"Runder Tisch": Stadt Bonn und Muslime im Dialog

Die Teilnehmer des "Runden Tisches" am 9. April © Stadt Bonn - Foto: Michael Sondermann

Der Dialog mit Muslimen und die interreligiöse Zusammenarbeit haben für die Stadt Bonn einen hohen Stellenwert. Dies unterstrich Oberbürgermeister Jürgen Nimptsch am Dienstagabend (9. April) beim "Runden Tisch", zu dem er erstmals die neun Bonner Moscheegemeinden, wichtige muslimische Vereine und die beiden christlich-muslimischen Dialogkreise eingeladen hatte. Über 20 Vertreterinnen und Vertreter dieser Einrichtungen kamen ins Alte Rathaus und berieten gemeinsam, wie den Aktivitäten religiös motivierter Extremisten, die den Islam für ihre Ziele missbrauchen, begegnet werden könne und das Miteinander weiter zu verbessern sei.
Einig war sich die Runde, dass weiterhin intensiv über die Thematik informiert werden muss und dass junge Muslime gegen Extremismus gestärkt werden müssten. Die Integrationsbeauftragte der Stadt, Coletta Manemann, berichtete über Fortbildungsangebote für Pädagogen und über Projekte mit Jugendlichen beispielsweise zum Thema Internet. Die Zusammenarbeit mit Moscheegemeinden solle intensiviert werden. Mit Blick auf bereits radikalisierte extremistische Personen verwies sie auf das Aussteigerprogramm des Innenministers.
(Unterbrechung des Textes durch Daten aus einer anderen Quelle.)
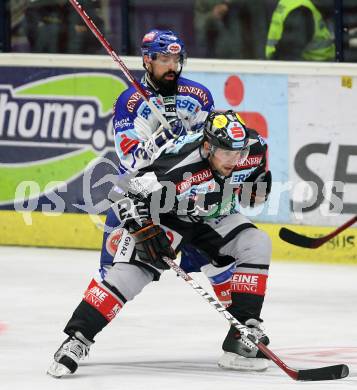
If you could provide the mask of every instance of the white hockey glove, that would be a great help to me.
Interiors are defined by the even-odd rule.
[[[155,137],[155,144],[158,147],[161,147],[170,139],[176,139],[181,137],[182,135],[187,134],[187,130],[185,129],[181,119],[175,119],[170,123],[171,128],[165,129],[162,125],[156,131],[157,136]]]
Ein deutlicher Wunsch des "Runden Tisches" war schließlich die Sorgfalt bei der Wortwahl: Es müsse von religiös motiviertem Extremismus gesprochen werden, nicht aber von "Islamismus" und "Salafismus". Letzterer sei eine Glaubensrichtung innerhalb des sunnitischen Islams und nicht per se extremistisch. Beide Begriffe würden die Religion des Islam zudem in direkten Zusammenhang mit politischem Extremismus stellen, dies sei verletzend für die weitaus große Mehrheit der friedlichen Muslime. Die Teilnehmerinnen und Teilnehmer verständigten sich darauf, in ihren jeweiligen Bereichen auf korrekte Formulierungen hinzuwirken.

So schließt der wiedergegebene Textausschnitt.